Search code examples
rsumextractmultiple-columns

In R, How do you extract columns when you don't know how many columns there are in all datasets?


I have a list of 52 datasets and I am trying to get column sums for a specified number of columns from each dataset and export it to a new dataframe.
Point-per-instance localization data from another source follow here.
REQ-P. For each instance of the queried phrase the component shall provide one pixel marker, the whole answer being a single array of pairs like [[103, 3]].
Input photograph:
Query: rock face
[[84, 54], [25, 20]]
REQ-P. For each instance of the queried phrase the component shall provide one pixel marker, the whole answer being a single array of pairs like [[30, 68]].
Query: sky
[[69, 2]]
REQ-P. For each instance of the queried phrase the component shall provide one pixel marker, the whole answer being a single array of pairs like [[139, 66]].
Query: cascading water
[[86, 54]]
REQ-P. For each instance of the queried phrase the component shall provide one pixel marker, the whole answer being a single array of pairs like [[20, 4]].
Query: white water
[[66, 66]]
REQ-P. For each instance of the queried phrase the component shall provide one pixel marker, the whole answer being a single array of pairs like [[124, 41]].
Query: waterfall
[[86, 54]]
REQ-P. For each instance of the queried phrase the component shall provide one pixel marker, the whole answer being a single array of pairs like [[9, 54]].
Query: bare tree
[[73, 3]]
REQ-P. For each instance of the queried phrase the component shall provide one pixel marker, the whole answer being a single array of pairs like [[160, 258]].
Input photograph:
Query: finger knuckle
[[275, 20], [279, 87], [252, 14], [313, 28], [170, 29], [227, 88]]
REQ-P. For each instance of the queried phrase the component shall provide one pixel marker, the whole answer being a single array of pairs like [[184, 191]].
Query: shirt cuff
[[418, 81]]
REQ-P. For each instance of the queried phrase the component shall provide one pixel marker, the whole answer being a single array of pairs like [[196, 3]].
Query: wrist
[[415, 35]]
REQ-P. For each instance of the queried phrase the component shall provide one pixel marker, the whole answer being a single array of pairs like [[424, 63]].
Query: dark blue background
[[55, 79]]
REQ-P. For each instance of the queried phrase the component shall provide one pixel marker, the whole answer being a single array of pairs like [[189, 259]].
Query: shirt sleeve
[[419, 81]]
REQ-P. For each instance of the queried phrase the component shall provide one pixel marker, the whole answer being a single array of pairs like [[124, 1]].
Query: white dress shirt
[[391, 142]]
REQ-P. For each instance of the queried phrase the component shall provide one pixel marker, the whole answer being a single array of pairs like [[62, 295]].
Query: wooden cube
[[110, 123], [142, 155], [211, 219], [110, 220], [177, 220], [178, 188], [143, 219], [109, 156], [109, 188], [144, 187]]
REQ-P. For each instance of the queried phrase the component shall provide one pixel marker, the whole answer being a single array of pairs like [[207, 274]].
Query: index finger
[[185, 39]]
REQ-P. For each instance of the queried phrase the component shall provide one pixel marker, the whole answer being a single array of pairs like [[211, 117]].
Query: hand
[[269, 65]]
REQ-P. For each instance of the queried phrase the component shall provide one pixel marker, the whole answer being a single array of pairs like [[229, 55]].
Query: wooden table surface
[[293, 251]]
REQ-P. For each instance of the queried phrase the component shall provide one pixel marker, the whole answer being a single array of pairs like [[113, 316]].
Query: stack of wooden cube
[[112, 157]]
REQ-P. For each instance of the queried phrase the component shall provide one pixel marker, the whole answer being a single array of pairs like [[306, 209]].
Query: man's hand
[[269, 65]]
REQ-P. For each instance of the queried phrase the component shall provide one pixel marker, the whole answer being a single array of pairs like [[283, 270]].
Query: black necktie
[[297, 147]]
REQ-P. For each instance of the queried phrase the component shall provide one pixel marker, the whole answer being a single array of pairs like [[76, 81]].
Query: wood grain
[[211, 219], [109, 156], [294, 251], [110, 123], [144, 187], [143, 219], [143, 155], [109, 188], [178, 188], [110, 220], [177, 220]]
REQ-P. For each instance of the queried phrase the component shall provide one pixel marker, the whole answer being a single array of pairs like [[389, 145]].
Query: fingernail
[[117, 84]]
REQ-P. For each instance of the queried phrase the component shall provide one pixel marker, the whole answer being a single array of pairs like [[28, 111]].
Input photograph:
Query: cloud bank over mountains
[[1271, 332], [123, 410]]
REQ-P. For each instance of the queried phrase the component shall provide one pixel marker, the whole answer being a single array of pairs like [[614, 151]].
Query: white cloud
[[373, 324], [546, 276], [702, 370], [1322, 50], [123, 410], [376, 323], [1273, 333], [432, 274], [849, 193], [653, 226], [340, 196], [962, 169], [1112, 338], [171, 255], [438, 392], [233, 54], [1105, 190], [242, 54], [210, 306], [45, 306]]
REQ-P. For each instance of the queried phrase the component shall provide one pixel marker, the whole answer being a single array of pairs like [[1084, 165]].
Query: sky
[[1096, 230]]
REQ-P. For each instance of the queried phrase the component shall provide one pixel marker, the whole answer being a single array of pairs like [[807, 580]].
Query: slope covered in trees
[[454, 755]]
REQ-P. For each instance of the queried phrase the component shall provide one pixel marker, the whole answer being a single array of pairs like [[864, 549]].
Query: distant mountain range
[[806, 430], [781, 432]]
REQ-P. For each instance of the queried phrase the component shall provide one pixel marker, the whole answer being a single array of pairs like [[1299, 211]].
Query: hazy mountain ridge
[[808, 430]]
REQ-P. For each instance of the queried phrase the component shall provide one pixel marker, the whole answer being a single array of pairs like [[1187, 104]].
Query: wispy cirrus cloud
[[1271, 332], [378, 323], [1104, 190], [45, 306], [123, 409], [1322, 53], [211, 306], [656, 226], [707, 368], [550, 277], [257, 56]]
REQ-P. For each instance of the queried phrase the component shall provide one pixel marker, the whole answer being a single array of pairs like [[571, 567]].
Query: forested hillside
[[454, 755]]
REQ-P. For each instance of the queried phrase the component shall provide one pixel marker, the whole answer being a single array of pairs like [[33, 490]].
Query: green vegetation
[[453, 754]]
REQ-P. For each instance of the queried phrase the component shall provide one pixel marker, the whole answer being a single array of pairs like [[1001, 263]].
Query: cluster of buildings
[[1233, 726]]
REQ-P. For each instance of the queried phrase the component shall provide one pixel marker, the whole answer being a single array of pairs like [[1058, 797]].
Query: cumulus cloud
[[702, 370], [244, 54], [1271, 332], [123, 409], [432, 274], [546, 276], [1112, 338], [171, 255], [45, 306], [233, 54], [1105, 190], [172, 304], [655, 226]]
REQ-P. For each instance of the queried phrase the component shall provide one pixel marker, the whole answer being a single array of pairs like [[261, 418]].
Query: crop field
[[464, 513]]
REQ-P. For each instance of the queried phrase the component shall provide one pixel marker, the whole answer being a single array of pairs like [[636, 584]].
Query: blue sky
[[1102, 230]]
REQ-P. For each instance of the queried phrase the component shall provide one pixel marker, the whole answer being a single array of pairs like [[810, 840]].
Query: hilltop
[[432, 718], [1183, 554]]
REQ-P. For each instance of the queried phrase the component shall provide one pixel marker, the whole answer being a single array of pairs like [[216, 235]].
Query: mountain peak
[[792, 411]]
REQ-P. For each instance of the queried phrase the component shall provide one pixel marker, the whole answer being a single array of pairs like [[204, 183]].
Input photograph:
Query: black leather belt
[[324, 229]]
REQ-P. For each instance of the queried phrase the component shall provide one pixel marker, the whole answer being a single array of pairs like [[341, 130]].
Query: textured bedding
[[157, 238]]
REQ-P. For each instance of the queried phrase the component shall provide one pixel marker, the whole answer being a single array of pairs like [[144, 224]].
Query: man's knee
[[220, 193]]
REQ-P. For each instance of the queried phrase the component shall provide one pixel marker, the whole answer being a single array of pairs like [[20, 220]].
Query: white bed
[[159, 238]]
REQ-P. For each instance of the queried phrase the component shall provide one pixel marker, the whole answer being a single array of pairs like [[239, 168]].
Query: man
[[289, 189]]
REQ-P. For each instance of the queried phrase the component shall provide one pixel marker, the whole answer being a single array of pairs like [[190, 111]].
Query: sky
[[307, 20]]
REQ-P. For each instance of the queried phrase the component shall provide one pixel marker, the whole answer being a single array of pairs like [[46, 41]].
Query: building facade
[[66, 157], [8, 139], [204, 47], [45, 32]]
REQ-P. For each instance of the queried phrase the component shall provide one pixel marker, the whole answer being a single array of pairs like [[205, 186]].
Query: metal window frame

I know I want to sum everything in column 9 and afterwards but the total number of columns varies between each dataset. ("locs" is my list of dataframes)

Here is what I have tried using a for loop:

summaryofsums <- vector("list",1) #empty vector

for (df in 1:length(locs)){
  newdf <- df[, colSums(df!= 0) > 0] #get rid of all columns that have only 0s
  newdfsum <- colSums(newdf[,9:length(newdf)])  
  summaryofsums[i] <- newdfsum
}

I receive the following error:

Error in colSums(df != 0) : 
  'x' must be an array of at least two dimensions

version _
platform x86_64-apple-darwin15.6.0
arch x86_64
os darwin15.6.0
system x86_64, darwin15.6.0
status
major 3
minor 5.3
year 2019
month 03
day 11
svn rev 76217
language R
version.string R version 3.5.3 (2019-03-11) nickname Great Truth

Thank you!!


Solution

  • Using sapply :

    sapply(locs, function(df) {
      newdf <- df[, colSums(df!= 0, na.rm = TRUE) > 0]
      colSums(newdf[,9:ncol(newdf)], na.rm = TRUE)  
    }) -> result
    
    result